Brown Mountain rises to 2,725 feet on the eastern flank of the Pisgah National Forest, near the Burke and Caldwell county line in western North Carolina. The mountain itself is unremarkable: a low Appalachian ridge covered in second-growth hardwood. The phenomenon associated with it — the Brown Mountain Lights — is what draws visitors to the surrounding overlooks.
Witnesses describe luminous balls of light, variously red, blue, yellow, and white, appearing above the ridge after dark. Reports describe the lights as silent, moving at varying speeds, sometimes hovering, sometimes ascending or descending, and occasionally splitting or merging. The phenomenon does not occur every night, but recurs frequently enough that organized observation has continued for over a century.
Cherokee and Catawba oral tradition references the lights, with stories typically dating them to a battle between the two nations. The first widely-circulated written account appeared in the Charlotte Daily Observer on September 24, 1913, describing "mysterious lights seen just above the horizon every night," red in color, appearing "punctually" at 7:30 PM and again at 10 PM.
The United States Geological Survey dispatched D.B. Sterrett to investigate later that year. Sterrett concluded that the lights observed from Loven's Hotel near Cold Spring Mountain were the headlights of westbound Southern Railway locomotives, and that train schedules matched the reported timing. A 1916 flood disrupted rail service in the region, and the lights were observed during the disruption, undermining the simple railway explanation. The USGS returned in 1922 with geologist George Rogers Mansfield, who proposed that the lights were a combination of locomotive headlights, automobile headlights, brush fires, and stationary lights misperceived through atmospheric refraction. Mansfield's report acknowledged that some sightings remained unexplained.

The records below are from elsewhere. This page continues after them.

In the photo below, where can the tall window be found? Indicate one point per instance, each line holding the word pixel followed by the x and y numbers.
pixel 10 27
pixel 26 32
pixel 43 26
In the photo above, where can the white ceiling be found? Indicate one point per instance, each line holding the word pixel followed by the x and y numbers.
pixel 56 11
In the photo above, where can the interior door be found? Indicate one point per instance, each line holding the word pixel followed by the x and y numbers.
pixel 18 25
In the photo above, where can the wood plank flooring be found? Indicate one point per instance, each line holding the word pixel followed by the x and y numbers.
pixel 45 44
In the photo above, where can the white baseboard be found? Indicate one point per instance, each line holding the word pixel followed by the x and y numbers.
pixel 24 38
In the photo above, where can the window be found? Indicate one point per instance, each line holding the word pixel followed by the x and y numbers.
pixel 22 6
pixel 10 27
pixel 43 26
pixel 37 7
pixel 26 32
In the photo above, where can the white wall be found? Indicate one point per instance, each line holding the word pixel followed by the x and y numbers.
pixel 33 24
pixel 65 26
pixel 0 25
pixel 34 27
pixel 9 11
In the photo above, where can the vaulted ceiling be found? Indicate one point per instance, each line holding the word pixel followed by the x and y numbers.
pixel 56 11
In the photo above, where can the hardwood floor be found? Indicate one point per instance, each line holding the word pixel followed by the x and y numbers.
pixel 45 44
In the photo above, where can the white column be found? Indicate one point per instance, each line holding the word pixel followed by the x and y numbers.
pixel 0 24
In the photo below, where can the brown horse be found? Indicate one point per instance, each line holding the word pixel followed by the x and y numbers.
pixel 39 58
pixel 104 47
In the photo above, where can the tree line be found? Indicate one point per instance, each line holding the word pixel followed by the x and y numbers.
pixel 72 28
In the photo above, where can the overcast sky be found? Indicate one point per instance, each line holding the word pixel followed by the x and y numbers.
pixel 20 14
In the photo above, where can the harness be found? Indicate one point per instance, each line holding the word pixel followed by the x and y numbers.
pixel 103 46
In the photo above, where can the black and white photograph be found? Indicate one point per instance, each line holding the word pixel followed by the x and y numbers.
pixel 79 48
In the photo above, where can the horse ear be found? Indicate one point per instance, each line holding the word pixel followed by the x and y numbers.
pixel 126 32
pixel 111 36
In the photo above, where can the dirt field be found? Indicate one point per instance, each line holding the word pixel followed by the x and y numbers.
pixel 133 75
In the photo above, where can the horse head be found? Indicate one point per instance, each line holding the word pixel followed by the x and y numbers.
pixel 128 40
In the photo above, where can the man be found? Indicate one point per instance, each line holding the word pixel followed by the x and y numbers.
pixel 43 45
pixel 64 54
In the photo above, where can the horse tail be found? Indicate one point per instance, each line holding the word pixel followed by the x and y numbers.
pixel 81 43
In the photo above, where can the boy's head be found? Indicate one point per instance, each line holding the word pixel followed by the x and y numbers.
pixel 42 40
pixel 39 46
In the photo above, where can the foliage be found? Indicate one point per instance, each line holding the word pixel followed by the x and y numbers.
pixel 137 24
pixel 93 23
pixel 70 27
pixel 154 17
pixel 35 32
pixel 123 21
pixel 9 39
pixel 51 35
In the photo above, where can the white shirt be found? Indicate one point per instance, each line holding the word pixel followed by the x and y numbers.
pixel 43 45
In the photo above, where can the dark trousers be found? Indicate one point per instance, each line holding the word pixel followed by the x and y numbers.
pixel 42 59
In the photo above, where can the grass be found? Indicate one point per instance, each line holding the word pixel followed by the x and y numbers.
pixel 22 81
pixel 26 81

Subsequent investigations have proposed ball lightning, swamp gas combustion, mineral phosphorescence, piezoelectric discharge from quartz formations under tectonic stress, and atmospheric mirage effects. None of these explanations has gained universal acceptance among researchers. The Lights have been studied by Appalachian State University faculty, the U.S. Army's Aerial Phenomena Investigation Branch, and independent researchers, with periodic publication of new observations and theories.